Islamofascism, fascism and reality. Hitchens forgives the doughfaces of 1947 and 1948 for their failure to understand the deadly repression of the Soviet Union. At least the Soviets talked of rationality and equality. But Hitchens condemns today’s so-called "progressives" for pretending the Islamist fanatics and Baathist fascists could have been ignored.
The hard-liners in 1948 were principled enough to do the Democratic Party the favor of deserting it and running their own slate. They were also, one might concede, at least intelligible in their naivete about the U.S.S.R. A thinking person could, then at least, be brought to believe that state socialism was an improvement on monopoly capitalism, and that war was to be avoided at any price.
In the present case, however, not only are the hard-liners the activist and fund-raising core of the party; they also express ambivalence about a foe that does not even pretend to share the values of the Enlightenment, and that is furthermore immune to the cruder rationality of MAD. The Soviet leadership had every reason to avoid suicide, while the Islamist fanatics dream of nothing else.

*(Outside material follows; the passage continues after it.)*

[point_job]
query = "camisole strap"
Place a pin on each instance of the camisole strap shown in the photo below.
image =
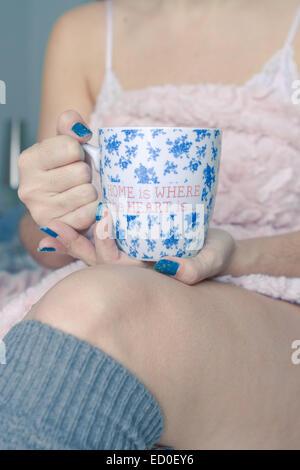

In this context, Beinart’s wishful and halfhearted belief that Saddam Hussein could have been contained is the one position that nobody can seriously hold. He gives himself away when he argues that a continuation of the cruel and indiscriminate sanctions could have led the Baathist regime to self-destruct. Has he even tried to imagine what Iraq would have looked like on the day that that self-destruction occurred? Let us just assume that it would not have been a Velvet Revolution. It would have more closely resembled a Rwanda or a Congo on the Gulf. Bad as things are now, they would certainly have been worse.
Beinart in the mirror. Beinart argues that American liberalism has a duty to acknowledge there are atrocities worth stopping and principles worth fighting for. But in reversing his position on liberating Iraq, Beinart has a ready-made new chapter for his book on the doughfaces who claim to be liberals until the going gets tough.
By holding a mirror to Beinart, Will and Hitchens do him a favor. He’s got pseudo-liberal lines all over his face.
Frank Warner
Doughface. Yeah I can work with that, that's a better term than "modern 'liberal'," although it's not sufficiently descriptive. The modern moonbat leftist is not simply opposed to taking proper action in defense of liberty, he's actually in favor of taking action that will reduce liberty among his own people.
Posted by: Christopher Taylor | May 23, 2006 at 11:48 AM
Reading this in 2018, with 20/20 hindsight of course. This article encompasses the essence of neo-conservatism. Made a whole lot of sense at the time....
Posted by: George Kiss | January 23, 2019 at 02:00 AM
And perhaps it did make sense.
But put a "neo" in front of anything, and you're bound to further confuse the already complicated.